Umberto Galimberti - Il tabù di Eros, dio bello e invisibile

Perché nel mito alla fanciulla-Anima è vietato vedere il suo amante


Narra il mito che una fanciulla di nome Psiche, figlia di un re, a causa della sua straordinaria bellezza, aveva suscitato l’invidia di Afrodite. La dea allora incarica Eros, suo figlio, di accendere in lei un amore insopprimibile per il più brutto degli uomini, ma Eros, quando la vide, si innamorò di Psiche, la rapì e, dopo averla portata in un luogo segreto, ogni notte, senza farsi riconoscere, la incontrava, per poi lasciarla ai primi raggi di sole senza svelare la sua identità. Ma Psiche, su istigazione delle sorelle che le fecero credere che ogni notte abbracciava un mostro orribile, si accostò ad Eros dormiente con una lampada accesa. E fu allora che si accorse che non di un mostro si trattava ma di un giovane e bellissimo dio. Accadde però che una goccia d’olio cadde sul corpo di Eros che, destatosi, abbandonò Psiche, la quale, in preda alla disperazione per la perdita dell’amato, prese a vagabondare disperata finché giunse nel palazzo di Afrodite che la ridusse in schiavitù. Ma Eros, che non poteva a sua volta trovar pace senza Psiche, riprese a incontrarla, e alla fine i due l’ebbero vinta sulla gelosia di Afrodite e restarono uniti per l’eternità. È curioso che uno dei miti più amati e rappresentati nella storia dell’arte occidentale sia basato proprio sull’invisibilità: Eros non vuol farsi riconoscere da Psiche (l’anima), perché l’amore non ha un volto, non ha un’identità, non ha dei lineamenti riconoscibili, per la semplice ragione che amore è una “forza” che, quando invade l’anima, la possiede e la fa peregrinare, tra entusiasmi e sofferenze, in un mondo fantastico che ha poca attinenza col mondo reale. Infatti, conosciamo Amore non perché lo “vediamo”, ma perché lo “sentiamo”, non perché sta di fronte a noi o abbracciato a noi, ma perché ci “possiede”, e in questo stato di possessione ci fa delirare, ossia uscire dal “solco ( lira) ” in cui monotonamente trascorreva la nostra vita, gettandoci in un’altra vita piena di “entusiasmo” perché, posseduta da amore, l’anima è abitata dal dio (en-theos).

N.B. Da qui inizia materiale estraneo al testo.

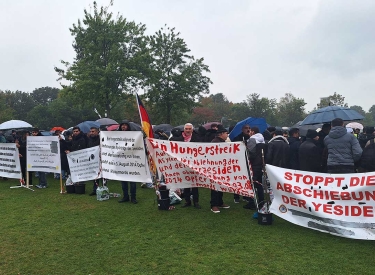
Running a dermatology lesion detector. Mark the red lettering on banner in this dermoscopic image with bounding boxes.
[281,195,307,209]
[284,172,293,180]
[349,176,375,187]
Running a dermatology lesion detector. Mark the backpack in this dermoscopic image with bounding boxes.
[359,139,375,172]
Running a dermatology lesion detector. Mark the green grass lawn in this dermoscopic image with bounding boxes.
[0,176,375,275]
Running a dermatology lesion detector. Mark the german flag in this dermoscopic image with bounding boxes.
[135,94,154,138]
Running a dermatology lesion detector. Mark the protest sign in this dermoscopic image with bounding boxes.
[26,136,61,173]
[0,143,22,179]
[147,138,253,196]
[100,131,152,182]
[67,146,102,182]
[266,165,375,240]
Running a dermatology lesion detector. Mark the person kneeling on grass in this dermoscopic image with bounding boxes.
[211,125,230,213]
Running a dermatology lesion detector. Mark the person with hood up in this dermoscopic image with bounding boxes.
[31,128,47,188]
[287,128,301,170]
[210,125,230,214]
[170,123,201,209]
[266,130,290,168]
[118,120,138,204]
[298,129,322,173]
[324,118,362,174]
[247,126,267,210]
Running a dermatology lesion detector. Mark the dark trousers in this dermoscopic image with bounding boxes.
[184,187,199,203]
[20,161,33,185]
[252,166,264,208]
[327,165,355,174]
[210,190,224,208]
[121,181,137,199]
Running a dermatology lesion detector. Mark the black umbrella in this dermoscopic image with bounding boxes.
[300,106,364,125]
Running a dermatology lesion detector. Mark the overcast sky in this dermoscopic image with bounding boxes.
[0,0,375,111]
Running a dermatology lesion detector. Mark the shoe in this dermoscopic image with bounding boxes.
[131,199,138,204]
[118,198,129,203]
[194,203,202,209]
[243,203,256,210]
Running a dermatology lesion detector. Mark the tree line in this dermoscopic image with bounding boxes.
[0,1,375,129]
[0,87,375,130]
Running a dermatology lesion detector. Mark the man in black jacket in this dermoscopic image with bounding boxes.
[298,129,322,173]
[87,127,100,196]
[118,120,138,204]
[288,128,301,170]
[31,128,47,188]
[170,123,201,209]
[210,125,230,213]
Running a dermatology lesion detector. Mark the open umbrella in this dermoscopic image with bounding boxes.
[300,106,364,125]
[107,121,142,131]
[202,122,221,130]
[107,124,120,131]
[50,126,65,132]
[345,122,363,130]
[77,120,100,134]
[229,117,267,140]
[95,117,118,126]
[0,120,33,130]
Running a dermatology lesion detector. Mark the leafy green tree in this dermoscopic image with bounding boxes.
[318,92,348,109]
[31,87,60,106]
[277,93,306,126]
[0,90,14,123]
[55,1,149,117]
[5,91,36,121]
[145,27,212,124]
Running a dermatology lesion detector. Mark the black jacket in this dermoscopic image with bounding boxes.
[288,137,301,170]
[266,136,290,168]
[298,138,323,172]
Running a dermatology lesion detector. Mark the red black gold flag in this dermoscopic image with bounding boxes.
[135,94,154,138]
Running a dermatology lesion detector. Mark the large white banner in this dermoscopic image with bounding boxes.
[147,138,254,196]
[266,165,375,240]
[27,136,61,173]
[67,146,102,182]
[0,143,22,179]
[100,131,152,182]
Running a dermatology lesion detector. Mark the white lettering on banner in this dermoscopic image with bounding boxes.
[0,143,22,179]
[100,131,152,182]
[67,146,101,182]
[147,138,253,196]
[26,136,61,173]
[266,165,375,240]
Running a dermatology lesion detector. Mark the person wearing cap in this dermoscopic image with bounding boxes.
[210,125,230,214]
[31,128,47,188]
[298,129,322,172]
[324,118,362,174]
[170,123,201,209]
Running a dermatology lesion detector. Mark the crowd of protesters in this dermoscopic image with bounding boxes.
[0,118,375,213]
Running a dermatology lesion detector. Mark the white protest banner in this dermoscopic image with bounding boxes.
[147,138,254,196]
[100,131,152,182]
[66,146,102,182]
[266,165,375,240]
[26,136,61,173]
[0,143,22,179]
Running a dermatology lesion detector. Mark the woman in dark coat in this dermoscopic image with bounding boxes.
[299,129,322,172]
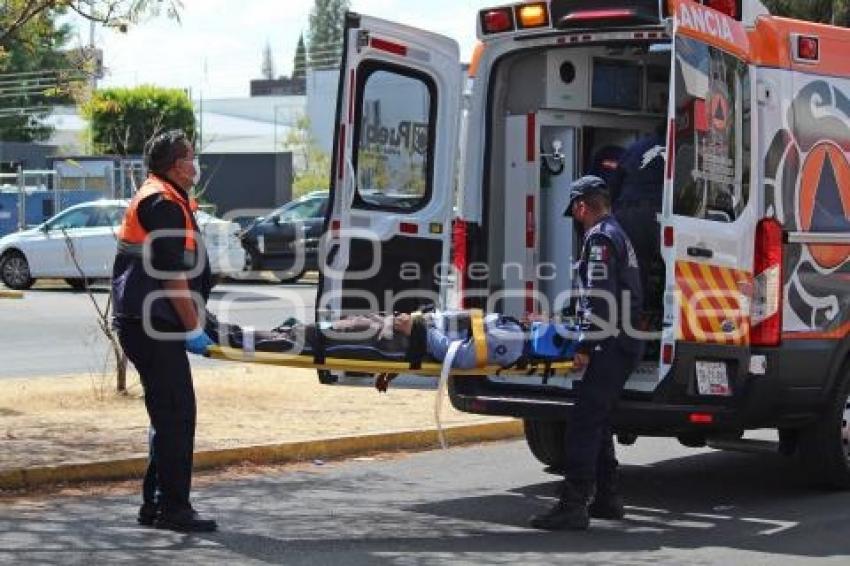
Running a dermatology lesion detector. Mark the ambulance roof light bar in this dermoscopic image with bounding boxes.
[479,2,549,36]
[702,0,741,20]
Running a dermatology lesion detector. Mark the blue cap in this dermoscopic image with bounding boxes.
[564,175,608,216]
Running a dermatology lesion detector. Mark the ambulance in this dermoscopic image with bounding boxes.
[316,0,850,488]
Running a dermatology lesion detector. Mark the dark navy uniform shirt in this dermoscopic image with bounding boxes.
[112,178,212,326]
[608,134,666,207]
[576,215,643,353]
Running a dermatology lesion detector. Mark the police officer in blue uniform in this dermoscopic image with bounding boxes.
[112,130,216,532]
[606,126,666,311]
[531,176,643,530]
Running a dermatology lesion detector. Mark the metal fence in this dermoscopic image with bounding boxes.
[0,159,145,236]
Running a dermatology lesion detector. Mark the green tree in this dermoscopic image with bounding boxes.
[0,0,182,142]
[0,6,72,142]
[764,0,850,26]
[82,85,195,155]
[308,0,350,69]
[0,0,183,47]
[292,33,307,81]
[284,116,331,197]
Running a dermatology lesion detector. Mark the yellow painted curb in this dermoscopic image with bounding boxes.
[0,420,523,490]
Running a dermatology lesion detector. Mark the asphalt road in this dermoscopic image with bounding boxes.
[0,283,316,378]
[0,439,850,566]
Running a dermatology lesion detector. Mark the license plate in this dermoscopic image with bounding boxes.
[697,362,732,397]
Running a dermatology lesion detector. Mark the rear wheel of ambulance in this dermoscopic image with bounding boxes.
[523,419,567,474]
[798,372,850,489]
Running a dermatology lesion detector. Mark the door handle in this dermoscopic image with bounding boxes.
[688,246,714,259]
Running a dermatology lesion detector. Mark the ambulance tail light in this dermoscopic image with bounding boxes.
[750,218,783,346]
[452,218,469,308]
[480,7,515,35]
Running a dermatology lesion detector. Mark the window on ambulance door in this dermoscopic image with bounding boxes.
[354,62,437,212]
[673,37,751,222]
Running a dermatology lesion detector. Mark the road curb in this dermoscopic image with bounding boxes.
[0,420,523,490]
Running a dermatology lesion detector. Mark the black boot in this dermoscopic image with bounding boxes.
[531,480,594,531]
[154,507,218,533]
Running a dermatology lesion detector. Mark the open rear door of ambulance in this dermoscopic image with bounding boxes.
[316,13,462,320]
[659,0,757,399]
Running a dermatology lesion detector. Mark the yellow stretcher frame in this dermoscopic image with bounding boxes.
[207,309,573,377]
[207,346,573,376]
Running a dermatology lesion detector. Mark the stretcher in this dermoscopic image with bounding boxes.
[207,311,573,448]
[207,346,573,377]
[207,311,573,377]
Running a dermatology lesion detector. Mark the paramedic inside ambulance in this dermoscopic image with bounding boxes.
[607,122,667,322]
[531,175,643,530]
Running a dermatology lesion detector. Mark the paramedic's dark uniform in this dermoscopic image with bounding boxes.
[606,134,665,309]
[112,176,211,512]
[565,215,643,491]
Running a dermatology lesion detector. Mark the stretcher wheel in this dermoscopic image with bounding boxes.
[316,369,339,385]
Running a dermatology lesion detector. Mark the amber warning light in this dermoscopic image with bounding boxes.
[516,3,549,29]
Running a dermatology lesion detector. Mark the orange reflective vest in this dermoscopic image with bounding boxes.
[118,175,198,265]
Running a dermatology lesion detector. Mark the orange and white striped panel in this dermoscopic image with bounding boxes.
[676,261,753,345]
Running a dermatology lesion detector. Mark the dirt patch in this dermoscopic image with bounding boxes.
[0,364,504,469]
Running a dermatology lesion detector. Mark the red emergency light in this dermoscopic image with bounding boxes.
[688,413,714,424]
[797,35,820,62]
[481,8,514,34]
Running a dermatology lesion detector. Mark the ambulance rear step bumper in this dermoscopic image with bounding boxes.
[451,390,744,436]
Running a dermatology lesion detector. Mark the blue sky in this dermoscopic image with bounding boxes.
[69,0,499,98]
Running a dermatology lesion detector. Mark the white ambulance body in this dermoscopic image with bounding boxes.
[317,0,850,486]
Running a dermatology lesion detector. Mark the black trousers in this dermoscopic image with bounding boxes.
[116,321,196,512]
[614,201,664,310]
[564,339,642,491]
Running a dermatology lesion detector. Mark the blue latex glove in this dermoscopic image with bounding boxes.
[186,332,215,356]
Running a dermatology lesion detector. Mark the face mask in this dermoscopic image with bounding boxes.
[192,157,201,186]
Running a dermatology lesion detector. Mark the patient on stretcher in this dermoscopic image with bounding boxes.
[206,312,577,369]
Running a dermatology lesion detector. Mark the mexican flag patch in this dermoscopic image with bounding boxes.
[588,246,608,262]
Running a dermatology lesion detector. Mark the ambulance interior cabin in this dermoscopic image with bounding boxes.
[485,37,671,350]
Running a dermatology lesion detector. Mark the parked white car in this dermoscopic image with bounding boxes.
[0,200,245,289]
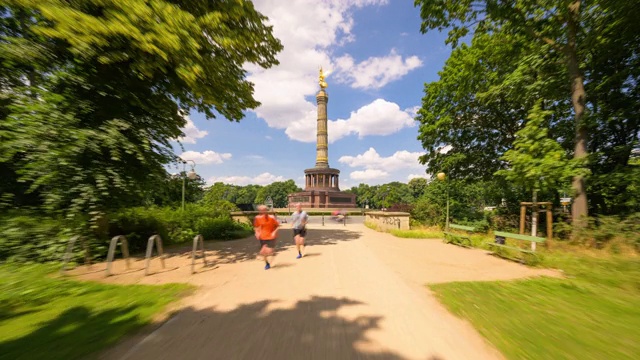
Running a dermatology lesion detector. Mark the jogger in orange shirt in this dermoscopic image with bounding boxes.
[253,205,280,270]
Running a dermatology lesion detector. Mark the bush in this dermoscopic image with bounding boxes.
[575,213,640,250]
[0,215,68,262]
[0,205,250,262]
[109,205,237,252]
[196,218,239,240]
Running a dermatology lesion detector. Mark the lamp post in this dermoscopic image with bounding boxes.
[181,160,198,211]
[437,172,449,231]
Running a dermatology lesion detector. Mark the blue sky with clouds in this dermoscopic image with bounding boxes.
[170,0,450,189]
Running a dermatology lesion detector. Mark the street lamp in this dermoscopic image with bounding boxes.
[437,172,449,231]
[181,160,198,211]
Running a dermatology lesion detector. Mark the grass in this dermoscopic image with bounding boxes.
[0,265,191,360]
[430,252,640,359]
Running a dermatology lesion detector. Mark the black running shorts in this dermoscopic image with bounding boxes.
[293,227,307,237]
[260,239,276,249]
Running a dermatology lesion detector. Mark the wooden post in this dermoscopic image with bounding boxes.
[520,205,527,235]
[547,204,553,240]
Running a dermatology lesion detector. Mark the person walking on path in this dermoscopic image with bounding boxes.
[291,204,309,259]
[253,205,280,270]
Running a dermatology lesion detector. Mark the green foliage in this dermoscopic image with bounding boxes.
[196,218,240,240]
[0,215,68,262]
[0,0,282,232]
[430,254,640,360]
[147,171,205,207]
[496,103,586,191]
[109,205,238,251]
[389,229,444,239]
[256,180,302,208]
[415,0,640,220]
[0,265,191,359]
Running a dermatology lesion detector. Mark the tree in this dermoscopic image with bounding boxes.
[236,185,262,204]
[415,0,596,224]
[202,182,238,204]
[346,183,381,209]
[416,32,569,180]
[408,178,429,199]
[150,171,205,207]
[374,181,413,208]
[256,180,302,208]
[496,104,585,200]
[0,0,282,228]
[415,0,640,226]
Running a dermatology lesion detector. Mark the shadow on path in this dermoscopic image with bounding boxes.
[116,296,422,360]
[184,229,361,265]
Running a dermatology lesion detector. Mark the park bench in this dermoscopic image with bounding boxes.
[485,231,546,261]
[444,224,475,247]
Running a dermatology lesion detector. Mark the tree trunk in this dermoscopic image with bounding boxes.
[566,0,589,230]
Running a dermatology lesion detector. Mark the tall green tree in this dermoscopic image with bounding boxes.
[0,0,282,228]
[415,0,638,225]
[256,180,302,208]
[415,0,584,222]
[496,104,585,198]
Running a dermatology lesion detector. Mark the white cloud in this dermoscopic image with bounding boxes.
[178,116,209,144]
[180,150,231,164]
[407,173,431,181]
[338,148,423,171]
[207,172,286,186]
[246,0,408,142]
[336,49,422,89]
[285,99,416,143]
[349,169,389,181]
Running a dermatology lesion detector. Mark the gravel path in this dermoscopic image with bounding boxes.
[72,224,557,360]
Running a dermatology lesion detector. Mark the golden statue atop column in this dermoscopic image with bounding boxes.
[318,66,328,89]
[289,66,356,209]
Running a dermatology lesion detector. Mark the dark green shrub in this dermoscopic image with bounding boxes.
[0,215,69,262]
[196,218,238,240]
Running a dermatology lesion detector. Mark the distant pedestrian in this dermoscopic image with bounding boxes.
[253,205,280,270]
[291,204,309,259]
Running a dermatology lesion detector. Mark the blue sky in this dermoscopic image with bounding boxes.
[169,0,451,190]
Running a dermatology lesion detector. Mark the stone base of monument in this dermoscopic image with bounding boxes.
[289,190,356,209]
[364,211,411,231]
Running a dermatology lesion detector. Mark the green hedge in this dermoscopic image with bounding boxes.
[0,205,252,262]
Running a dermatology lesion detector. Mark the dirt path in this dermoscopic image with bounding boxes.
[70,224,550,360]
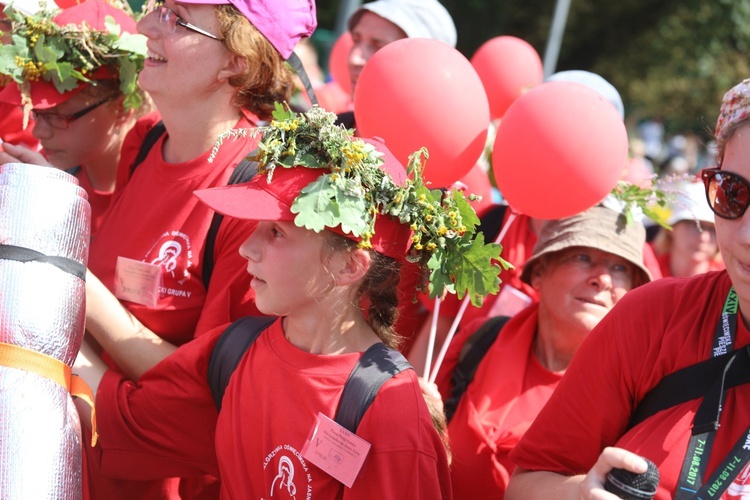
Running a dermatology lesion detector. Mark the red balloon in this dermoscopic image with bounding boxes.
[354,38,490,187]
[328,31,354,94]
[471,36,544,120]
[492,82,628,219]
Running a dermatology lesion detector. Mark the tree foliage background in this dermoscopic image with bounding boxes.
[318,0,750,137]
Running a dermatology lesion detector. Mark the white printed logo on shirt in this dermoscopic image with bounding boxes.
[263,444,312,499]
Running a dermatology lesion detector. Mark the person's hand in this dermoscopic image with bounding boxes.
[418,377,445,413]
[580,446,648,500]
[0,142,53,167]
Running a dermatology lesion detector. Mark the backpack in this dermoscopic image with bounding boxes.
[627,345,750,431]
[130,121,258,290]
[443,316,510,422]
[208,316,412,433]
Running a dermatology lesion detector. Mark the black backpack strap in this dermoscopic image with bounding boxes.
[335,342,411,433]
[628,345,750,429]
[444,316,510,422]
[208,316,278,411]
[130,120,167,175]
[203,153,258,290]
[477,205,508,241]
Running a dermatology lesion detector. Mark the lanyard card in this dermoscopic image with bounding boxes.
[115,257,161,307]
[302,413,371,488]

Ma chi sono gli dèi se non la rappresentazione trasfigurata della follia che ci abita, e che quotidianamente teniamo a bada con i nostri sforzi di ragionevolezza che amore rende vani, mettendoci in questo modo a contatto diretto con la nostra follia? Sarà per questo che Platone, che pure ha inventato il nostro modo di pensare e ragionare, parla di amore come di una “divina follia”, anzi della «più eccelsa sotto l’influsso di Afrodite e di Eros» (Fedro, 265 b), e perciò dice che «la follia dal dio proveniente è assai più bella della saggezza d’origine umana» ( Fedro, 244 d). La follia generata da amore non ha un volto, perché tutti i volti sono suoi, perciò non è riconoscibile, non la si può “vedere”, la si può solo “sentire”, anzi “subire”, anzi “patire”. Per questo parliamo d’amore come di una “passione”, perché in preda alle cose d’amore il nostro io, la nostra razionalità “patiscono” una dis-locazione che Socrate chiama a-topia. Amore infatti porta fuori dal luogo (topos) dove solitamente si svolge la vita. Crea uno stato di estraneità rispetto agli spazi e ai tempi che scandivano la nostra esistenza. E-straneo al consueto svolgersi della quotidianità, l’amore e a-topos, è fuori luogo.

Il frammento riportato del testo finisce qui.